Paul Heimann

Orientation-dependent phonon observation in single-crystalline aluminum nitride

In this study, we present a microspectroscopic investigation performed on different facets of a self-nucleated aluminum nitride (AlN) single crystal. We show that, apart from evaluating crystalline quality, Raman and Fourier transform infrared spectroscopy can provide means to detect the orientation of any AlN facet. Such local, nondestructive technique is very useful for selecting and evaluating samples of single crystalline AlN.

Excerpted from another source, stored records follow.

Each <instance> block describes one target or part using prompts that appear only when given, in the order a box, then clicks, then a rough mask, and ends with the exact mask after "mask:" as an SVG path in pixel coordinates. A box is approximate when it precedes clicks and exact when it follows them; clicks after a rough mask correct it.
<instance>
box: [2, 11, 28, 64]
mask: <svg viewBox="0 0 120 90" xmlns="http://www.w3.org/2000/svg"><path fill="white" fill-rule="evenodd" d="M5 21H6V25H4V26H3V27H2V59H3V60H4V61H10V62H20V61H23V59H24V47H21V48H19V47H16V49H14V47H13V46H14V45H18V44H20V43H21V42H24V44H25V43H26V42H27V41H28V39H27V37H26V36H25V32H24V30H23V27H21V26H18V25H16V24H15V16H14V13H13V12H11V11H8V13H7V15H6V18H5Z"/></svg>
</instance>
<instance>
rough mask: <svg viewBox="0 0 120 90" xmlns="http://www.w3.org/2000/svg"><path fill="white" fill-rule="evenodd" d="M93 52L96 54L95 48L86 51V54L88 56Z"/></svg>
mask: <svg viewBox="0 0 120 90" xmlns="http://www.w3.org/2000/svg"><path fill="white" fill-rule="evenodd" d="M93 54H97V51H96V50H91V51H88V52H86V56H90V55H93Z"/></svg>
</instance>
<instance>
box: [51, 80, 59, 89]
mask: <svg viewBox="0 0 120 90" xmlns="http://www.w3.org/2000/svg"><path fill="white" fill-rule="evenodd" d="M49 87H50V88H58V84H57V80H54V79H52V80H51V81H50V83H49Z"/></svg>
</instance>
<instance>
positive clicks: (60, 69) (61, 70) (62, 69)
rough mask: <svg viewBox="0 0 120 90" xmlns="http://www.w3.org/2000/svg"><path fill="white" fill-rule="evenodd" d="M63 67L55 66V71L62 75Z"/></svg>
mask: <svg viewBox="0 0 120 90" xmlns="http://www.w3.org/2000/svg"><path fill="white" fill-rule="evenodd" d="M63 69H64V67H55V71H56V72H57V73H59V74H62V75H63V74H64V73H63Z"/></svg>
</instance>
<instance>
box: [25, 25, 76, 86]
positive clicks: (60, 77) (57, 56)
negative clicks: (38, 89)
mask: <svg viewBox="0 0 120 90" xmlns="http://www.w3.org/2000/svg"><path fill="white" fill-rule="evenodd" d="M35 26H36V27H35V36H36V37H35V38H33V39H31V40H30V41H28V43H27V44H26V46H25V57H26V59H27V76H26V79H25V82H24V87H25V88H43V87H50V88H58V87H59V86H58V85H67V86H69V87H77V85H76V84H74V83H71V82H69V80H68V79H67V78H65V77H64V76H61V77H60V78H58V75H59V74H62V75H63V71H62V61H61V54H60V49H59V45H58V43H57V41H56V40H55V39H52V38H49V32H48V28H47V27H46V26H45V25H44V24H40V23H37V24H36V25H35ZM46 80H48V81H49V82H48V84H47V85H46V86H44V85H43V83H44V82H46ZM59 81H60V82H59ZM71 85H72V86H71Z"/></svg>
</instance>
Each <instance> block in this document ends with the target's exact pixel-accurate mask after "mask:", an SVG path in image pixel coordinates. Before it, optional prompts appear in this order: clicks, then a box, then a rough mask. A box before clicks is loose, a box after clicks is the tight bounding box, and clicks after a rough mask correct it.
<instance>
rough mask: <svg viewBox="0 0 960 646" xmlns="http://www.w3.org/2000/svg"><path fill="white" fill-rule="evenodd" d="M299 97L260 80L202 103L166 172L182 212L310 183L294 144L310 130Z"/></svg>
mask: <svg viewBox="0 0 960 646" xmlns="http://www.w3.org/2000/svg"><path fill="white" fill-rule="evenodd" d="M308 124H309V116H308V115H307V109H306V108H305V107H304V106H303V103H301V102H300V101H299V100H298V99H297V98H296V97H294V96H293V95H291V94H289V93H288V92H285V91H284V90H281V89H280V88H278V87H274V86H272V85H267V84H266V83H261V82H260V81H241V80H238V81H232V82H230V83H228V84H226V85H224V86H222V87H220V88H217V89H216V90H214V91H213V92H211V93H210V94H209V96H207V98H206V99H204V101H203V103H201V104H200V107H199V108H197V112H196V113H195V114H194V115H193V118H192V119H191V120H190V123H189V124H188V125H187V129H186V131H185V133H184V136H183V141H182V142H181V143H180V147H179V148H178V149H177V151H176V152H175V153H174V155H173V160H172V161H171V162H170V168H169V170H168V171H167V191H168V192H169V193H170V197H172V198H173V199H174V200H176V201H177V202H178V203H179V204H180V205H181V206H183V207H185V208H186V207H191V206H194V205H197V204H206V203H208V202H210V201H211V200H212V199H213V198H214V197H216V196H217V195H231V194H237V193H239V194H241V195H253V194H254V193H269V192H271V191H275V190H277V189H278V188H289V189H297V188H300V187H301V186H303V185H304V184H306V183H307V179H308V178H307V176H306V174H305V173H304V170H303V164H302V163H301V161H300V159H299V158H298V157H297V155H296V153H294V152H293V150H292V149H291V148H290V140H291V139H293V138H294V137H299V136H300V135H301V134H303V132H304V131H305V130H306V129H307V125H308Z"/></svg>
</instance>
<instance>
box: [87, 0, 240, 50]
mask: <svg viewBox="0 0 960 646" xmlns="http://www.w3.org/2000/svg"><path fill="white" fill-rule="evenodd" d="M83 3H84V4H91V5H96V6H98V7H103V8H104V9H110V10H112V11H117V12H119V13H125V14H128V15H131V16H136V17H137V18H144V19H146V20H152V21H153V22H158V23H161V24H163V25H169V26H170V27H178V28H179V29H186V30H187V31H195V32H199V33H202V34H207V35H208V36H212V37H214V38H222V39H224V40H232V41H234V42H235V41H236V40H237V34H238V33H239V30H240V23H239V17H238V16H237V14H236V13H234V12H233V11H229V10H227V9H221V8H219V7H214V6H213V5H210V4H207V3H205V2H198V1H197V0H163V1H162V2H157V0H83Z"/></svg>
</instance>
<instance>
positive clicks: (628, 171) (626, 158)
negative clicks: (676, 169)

Seeded Growth of AlN on (0001)-Plane 6H-SiC Substrates

Aluminum nitride (AlN) is a promising substrate material for epitaxy of Al-rich III-nitrides to be employed, e.g., in deep-UV optoelectronic and high-power microwave devices. In this context, preparation of bulk AlN crystals by physical vapor transport (PVT) appears to be of most importance. In this work, seeded growth of AlN on (0001)-plane 6H-SiC substrates was investigated. SiC substrates with a diameter of 15 mm were used. AlN layers with thicknesses up to 3 mm were deposited at growth rates in the range of 10 to 40 μm/hour. Such templates provide large-area seeds, but they are often cracked, especially at thicknesses below 1mm. Besides cracks, other defects from the SiC seed propagate into the AlN layer and subsequently into the bulk AlN crystal. That is why, the aim of this work is to assess structural quality and defect content in thick AlN templates grown on (0001) plane SiC substrates. An optimum thickness-quality, the most appropriate growth stage for further use of the AlN template as a seed for subsequent PVT growth of bulk AlN growth, will be provided. We found that low growth rates mitigate crack propagation; slow cooling as well as optimization of the thermal field inside the crucible can prevent formation of new cracks after growth.

Polarization-dependent below band-gap optical absorption of aluminum nitride bulk crystals

The polarization dependence of the below band-gap optical absorption of aluminum nitride (AlN) is investigated in detail using cuts of bulk single crystals grown by physical vapor transport. We show that optical absorption at 445nm (2.8eV) features a polarization-dependent transition which is strongest for P⊥c, while optical absorption in the range of 250–320nm (4–5eV) features a transition which is strongest for P∥c. Such information may aid in understanding the nature of the underlying electronic transitions and subsequently decreasing unwanted blue/UV optical absorption in AlN.